Ransomware is not your real problem. Ransomware is the outcome of your real problem. How the ransomware is getting in is your problem you need to solve and the primary thing you need to identify and mitigate to stop ransomware. Or let’s put it this way. If I could wave a magic wand and make ransomware just immediately disappear forever, if you did not close the holes that allowed ransomware to get in, you would just be fighting some other problem (e.g., password-stealing trojans, wiperware, etc.). Ransomware is not your real problem. It is an outcome of your real problem.

Same thing with credential theft. Credential theft is an outcome of your real problem. How did the thieves get the credentials in the first place? The major ways are theft, guessing and password hash cracking. What was the most commonly used method?

It turns out it was social engineering, and specifically phishing, by a huge margin.

Infosecurity Magazine reports that “58% of organizations suffered account takeovers in 2023, of which 79% came from credentials harvested through phishing.” So, nearly 80% of credential abuse came from phishing. 

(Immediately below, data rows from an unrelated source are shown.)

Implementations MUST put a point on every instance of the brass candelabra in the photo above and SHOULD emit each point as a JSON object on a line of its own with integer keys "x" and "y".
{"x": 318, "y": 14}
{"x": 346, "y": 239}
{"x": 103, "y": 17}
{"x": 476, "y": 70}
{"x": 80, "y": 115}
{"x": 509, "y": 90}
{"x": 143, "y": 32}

IBM’s X-Force report said phishing was the number two biggest root cause at 30%. They said credential theft was 30% of the problem (apparently edging over phishing by a decimal point). But if 79% of credential theft came from phishing attacks, that means you have to add another 24% to phishing (i.e., 30% x 79%). So, phishing is still the biggest root cause problem at 54% (i.e., 30% + 24%). Nothing else comes close in IBM’s report when you are not mixing up initial root exploits and outcomes.

This is not surprising. Social engineering and phishing has been involved in 70% - 90% of all successful data breaches by my own tracking over two decades. Many surveys and companies have just been incorrectly co-mingling initial root exploits with outcomes of those exploits. Not every company. For example, Forrester states “90% of data breaches will include the human element in 2024.” Verizon’s 2023 Data Breach Report states, “74% of all breaches include the human element.” The year before, the Verizon report said 82% of breaches involved the human element. These figures include other causes such as mistakes, but the vast majority of the human element is social engineering.

Co-mingling root causes and outcomes of root causes is a common mistake. For example, the otherwise wonderful MITRE ATT&CK framework co-mingles initial root causes and outcomes. ATT&CK lists 10 initial access techniques (they are missing a few). Phishing is one of those initial access techniques. Then under the 17 types of Credential Access exploitation, they list Adversary-in-the-Middle, Steal Web Session Cookie, and MFA interception. How did all of those likely happen? Probably social engineering and phishing. What percentage of Credential Access exploitation can be tied to social engineering and phishing? Well, Infosecurity Magazine says 79%. I believe it is more right than wrong.

It is not alone. Barracuda Networks states “Spear phishing emails make up less than 0.1% of all emails sent, but they are responsible for 66% of all breaches.” They are not saying that spear phishing makes up 66% of email attacks. They are saying it makes up 66% of ALL BREACHES! One thing, spear phishing, makes up two-thirds of all breaches.

Note: Unpatched software and firmware comes in second, being involved in about 33% of successful breaches. 

We all know social engineering and phishing are a huge problem. But many cyber defenders do not know that it is the largest problem by far. And if you read a report saying social engineering and phishing is only like 30% of the problem…or only the second biggest initial root access problem, you know that, for sure, they are mixing up root access methods and outcomes of root access methods. 

The biggest causes of data breaches are social engineering and phishing, by far, and it has been that way for a long time. That fact is unlikely to change any time soon. Make sure you are focused on how thieves are most likely to break into your house.